However, I am going to object to a different part of the argument: the movement from premise 4 to conclusion 2.
My rebuttal is simple: ”bad” and “unconstitutional” are not synonymous. We can, after all, have a bad law that is constitutional or a good law that is unconstitutional. The concepts are separate and unrelated. Therefore, conclusion 2 does not follow from the argument’s premises.
Perhaps The Heathen Republican had a different argument in mind. Let us re-write premise 4 and conclusion 2:
Premise 4: Liberals do not want the government to mandate the purchase of broccoli or guns.
Conclusion 2: Therefore, liberals are inconsistent if they support the constitutionality of the Obamacare mandate.
The same objection stands: whether or not the Obamacare mandate is constitutional is unrelated to the questions of what liberals want and whether or not they believe that all mandates are good.
But there is one other possibility. Let us again re-write premise 4 and conclusion 2:
Premise 4: Liberals call the Obamacare mandate is constitutional, but would call a broccoli or gun mandate unconstitutional.
Conclusion 2: Liberals are inconsistent.
This is a valid argument, though it does depend on the truth of premises 3 and 4, which are disputable. If premise 4 is true and liberals cannot argue that premise 3 is false, then they must accept the constitutionality of a broccoli or gun mandate or deny the constitutionality of the Obamacare mandate, else they are inconsistent.

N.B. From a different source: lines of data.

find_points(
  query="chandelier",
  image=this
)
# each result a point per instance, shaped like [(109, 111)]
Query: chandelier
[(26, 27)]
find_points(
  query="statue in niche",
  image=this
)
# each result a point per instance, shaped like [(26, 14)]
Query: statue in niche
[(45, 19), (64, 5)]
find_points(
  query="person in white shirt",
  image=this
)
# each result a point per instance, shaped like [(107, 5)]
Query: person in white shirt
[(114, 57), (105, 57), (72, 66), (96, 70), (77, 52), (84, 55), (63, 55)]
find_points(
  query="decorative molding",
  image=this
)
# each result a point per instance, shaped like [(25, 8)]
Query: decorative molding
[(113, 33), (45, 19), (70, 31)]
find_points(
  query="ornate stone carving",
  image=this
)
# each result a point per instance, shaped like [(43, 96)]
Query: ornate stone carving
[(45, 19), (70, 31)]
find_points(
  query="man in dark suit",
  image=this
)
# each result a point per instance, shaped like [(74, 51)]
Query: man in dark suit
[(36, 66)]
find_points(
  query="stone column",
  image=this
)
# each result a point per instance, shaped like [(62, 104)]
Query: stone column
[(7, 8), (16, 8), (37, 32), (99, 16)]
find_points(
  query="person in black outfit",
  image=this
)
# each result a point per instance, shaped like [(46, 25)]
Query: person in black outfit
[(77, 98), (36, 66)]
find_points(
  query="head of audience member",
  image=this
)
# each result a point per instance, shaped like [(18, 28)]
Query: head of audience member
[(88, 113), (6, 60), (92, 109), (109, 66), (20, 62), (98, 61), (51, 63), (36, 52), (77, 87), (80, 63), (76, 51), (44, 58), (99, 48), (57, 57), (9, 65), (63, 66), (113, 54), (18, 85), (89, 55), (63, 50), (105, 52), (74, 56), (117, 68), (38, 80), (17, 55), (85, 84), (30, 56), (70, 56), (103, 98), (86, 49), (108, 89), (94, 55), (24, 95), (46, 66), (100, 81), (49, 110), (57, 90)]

In any case, I am not and should not be concerned that conservatives will soon implement a gun mandate. They will surely not sacrifice their “small government” principles, which can persist despite the Supreme Court’s ruling, in order to make a political point. I am also not concerned about the broccoli mandate because I have confidence that the public will not elect people who would support such a law.
We would all do well to remember:
1.) A law should be judged on its own merits–not those of other, even non-existent laws. Just as the government should not lose the power to tax simply because we can imagine it taxing everyone at 100% of his income, it should not lose the ability to mandate the purchase of health care simply because we can imagine it mandating the purchase of other products.

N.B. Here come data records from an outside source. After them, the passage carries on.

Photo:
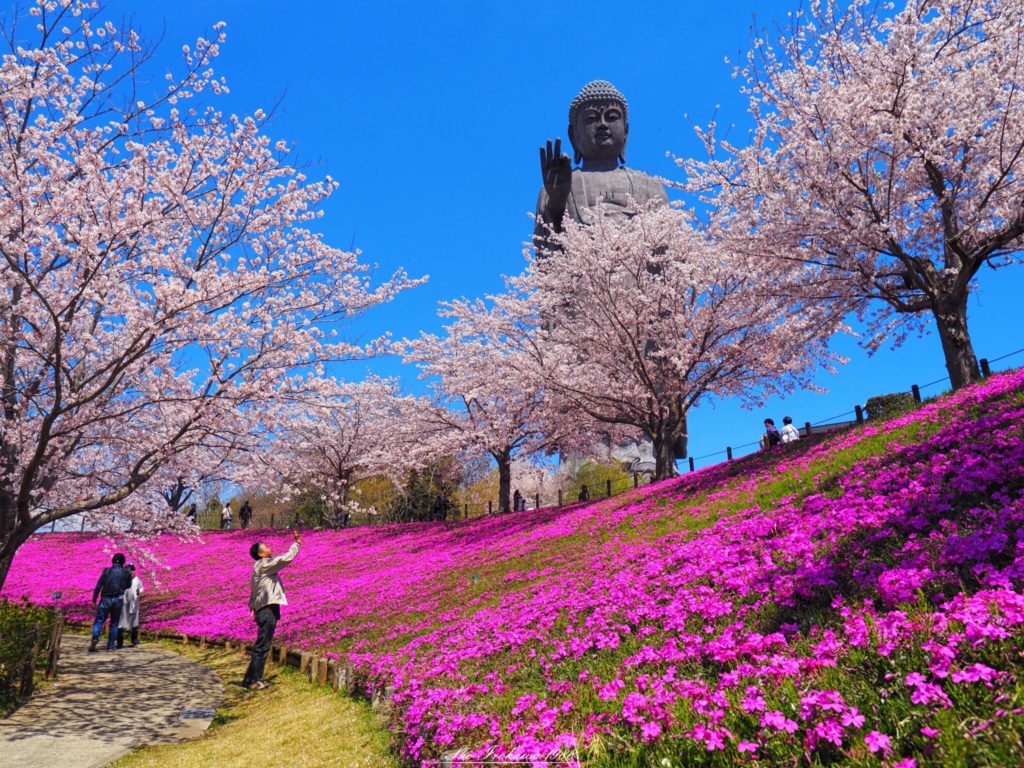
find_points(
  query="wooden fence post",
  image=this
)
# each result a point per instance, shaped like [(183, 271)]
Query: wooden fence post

2.) The Constitution of the United States does not guarantee good laws to anyone. It is just a document with no power on its own. If each branch of the government ignores it, then it is ignored. If each branch of the government interprets it one way, then it is interpreted that way. There is no mystical force to prevent these results.
3.) It is the task of the public to keep the government in line. We elect those who make bad laws as surely as we elect those who make good laws–and we have the power (in theory, which is all that can be guaranteed) to replace them if we are displeased. Now that the Obamacare mandate has been deemed constitutional, the public simply has to make sure that the precedent is not abused in the future. If the public believes even now that the Obamacare mandate is a terrible abuse, then it must make sure to support those who would dismantle or at least weaken it. If the public does nothing, then it can expect nothing in exchange.